7 Banyak suami istri senang mengingat kenangan manis semasa berpacaran. Alangkah bahagianya bisa mengenal calon teman hidup mereka! Semakin sering mereka bertemu, semakin dekat hubungan mereka. Tetapi, entah mereka berpacaran dahulu atau dijodohkan, setelah mereka akhirnya menikah, penyesuaian sangatlah penting. Seorang suami mengakui, ”Problem utama pada awal perkawinan kami adalah menyadari bahwa kami tidak lajang lagi. Untuk sementara waktu, sulit bagi kami berlaku seimbang dalam memberikan perhatian kepada sahabat dan kerabat kami.” Suami lain, yang telah menikah selama 30 tahun, menyadari pada awal perkawinannya bahwa agar seimbang, ia harus memikirkan kepentingan ’kami’ dan bukan ’saya’. Sebelum membuat keputusan untuk menerima ajakan atau membuat komitmen, ia berunding dahulu dengan istrinya, mempertimbangkan kepentingan bersama. Dalam situasi demikian, kelentukan amat berguna.​—Ams. 13:10.

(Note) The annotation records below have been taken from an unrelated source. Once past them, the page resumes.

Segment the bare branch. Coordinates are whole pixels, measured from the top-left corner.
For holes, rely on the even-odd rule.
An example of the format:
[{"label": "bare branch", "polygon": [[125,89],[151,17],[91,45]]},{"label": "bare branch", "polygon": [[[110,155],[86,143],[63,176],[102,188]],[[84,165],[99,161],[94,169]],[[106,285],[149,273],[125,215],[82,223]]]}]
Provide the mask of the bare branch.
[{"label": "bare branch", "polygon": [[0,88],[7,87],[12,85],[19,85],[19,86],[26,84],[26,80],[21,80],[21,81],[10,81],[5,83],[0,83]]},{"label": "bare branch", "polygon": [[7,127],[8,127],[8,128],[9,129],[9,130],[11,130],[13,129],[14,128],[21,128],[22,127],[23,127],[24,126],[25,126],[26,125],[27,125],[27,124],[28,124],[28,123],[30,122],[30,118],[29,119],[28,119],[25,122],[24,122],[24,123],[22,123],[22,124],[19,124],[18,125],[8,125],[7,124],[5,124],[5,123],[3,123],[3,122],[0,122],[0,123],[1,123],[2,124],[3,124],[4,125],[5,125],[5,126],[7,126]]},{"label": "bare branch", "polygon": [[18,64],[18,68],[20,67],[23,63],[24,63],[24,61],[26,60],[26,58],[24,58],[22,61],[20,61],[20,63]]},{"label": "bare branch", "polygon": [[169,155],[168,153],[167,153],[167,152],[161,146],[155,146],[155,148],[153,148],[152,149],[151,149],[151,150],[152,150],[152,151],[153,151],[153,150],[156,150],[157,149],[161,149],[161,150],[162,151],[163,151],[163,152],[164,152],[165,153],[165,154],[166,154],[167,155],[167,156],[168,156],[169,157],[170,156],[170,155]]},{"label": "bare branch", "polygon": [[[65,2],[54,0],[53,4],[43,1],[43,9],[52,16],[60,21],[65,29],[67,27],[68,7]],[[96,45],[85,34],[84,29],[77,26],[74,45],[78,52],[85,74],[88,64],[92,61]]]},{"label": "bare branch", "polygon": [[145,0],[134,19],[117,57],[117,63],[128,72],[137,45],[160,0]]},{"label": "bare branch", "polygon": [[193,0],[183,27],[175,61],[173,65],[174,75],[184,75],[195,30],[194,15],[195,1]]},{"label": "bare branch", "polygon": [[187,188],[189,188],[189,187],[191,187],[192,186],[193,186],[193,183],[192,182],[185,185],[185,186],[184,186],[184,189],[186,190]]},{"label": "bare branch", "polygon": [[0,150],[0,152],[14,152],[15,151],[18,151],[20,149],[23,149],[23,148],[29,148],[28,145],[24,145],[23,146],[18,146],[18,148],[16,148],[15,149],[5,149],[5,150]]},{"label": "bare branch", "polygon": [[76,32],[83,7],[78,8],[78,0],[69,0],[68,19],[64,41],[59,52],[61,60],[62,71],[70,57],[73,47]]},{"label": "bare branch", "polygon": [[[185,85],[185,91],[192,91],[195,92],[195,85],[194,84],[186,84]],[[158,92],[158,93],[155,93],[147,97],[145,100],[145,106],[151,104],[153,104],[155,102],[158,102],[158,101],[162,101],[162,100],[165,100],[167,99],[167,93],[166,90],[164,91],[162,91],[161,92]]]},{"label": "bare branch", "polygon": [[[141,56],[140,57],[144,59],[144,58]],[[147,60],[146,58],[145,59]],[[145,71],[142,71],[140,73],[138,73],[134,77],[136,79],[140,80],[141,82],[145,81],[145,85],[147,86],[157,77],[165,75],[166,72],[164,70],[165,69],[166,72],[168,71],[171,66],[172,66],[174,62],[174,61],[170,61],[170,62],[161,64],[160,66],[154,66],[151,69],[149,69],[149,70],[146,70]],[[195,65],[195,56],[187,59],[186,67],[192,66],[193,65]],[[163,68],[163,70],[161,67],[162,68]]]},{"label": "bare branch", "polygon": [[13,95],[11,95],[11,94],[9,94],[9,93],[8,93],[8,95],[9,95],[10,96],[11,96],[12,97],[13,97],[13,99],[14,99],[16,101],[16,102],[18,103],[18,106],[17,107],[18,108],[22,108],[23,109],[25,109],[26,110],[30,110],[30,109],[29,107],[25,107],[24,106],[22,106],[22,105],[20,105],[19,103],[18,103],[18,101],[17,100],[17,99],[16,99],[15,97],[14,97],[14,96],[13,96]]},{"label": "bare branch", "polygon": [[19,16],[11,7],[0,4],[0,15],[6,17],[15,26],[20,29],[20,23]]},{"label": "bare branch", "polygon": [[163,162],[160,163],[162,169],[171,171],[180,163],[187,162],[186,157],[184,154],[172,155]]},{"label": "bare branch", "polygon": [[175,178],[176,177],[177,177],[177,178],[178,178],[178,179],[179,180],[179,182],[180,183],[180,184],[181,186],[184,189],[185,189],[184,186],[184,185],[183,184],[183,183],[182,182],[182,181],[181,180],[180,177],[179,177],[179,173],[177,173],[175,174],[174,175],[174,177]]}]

8, 9. (a) Mengapa komunikasi yang baik penting? (b) Dalam bidang apa saja sikap fleksibel bisa membantu, dan mengapa?

8 Kadang-kadang, perkawinan menyatukan dua orang yang berbeda latar belakang kebudayaannya. Di sinilah khususnya diperlukan komunikasi yang terbuka. Gaya berkomunikasi bisa berbeda. Dengan mengamati caranya teman hidup Saudara berbicara kepada kerabatnya, Saudara dapat dibantu untuk lebih memahami teman hidup Saudara. Kadang-kadang, bukan apa yang dikatakan melainkan caranya itu disampaikan yang menyingkapkan isi hati seseorang. Dan, banyak yang bisa diketahui dari apa yang tidak dikatakan. (Ams. 16:24; Kol. 4:6) Daya pengamatan sangat penting untuk kebahagiaan.​—Baca Amsal 24:3.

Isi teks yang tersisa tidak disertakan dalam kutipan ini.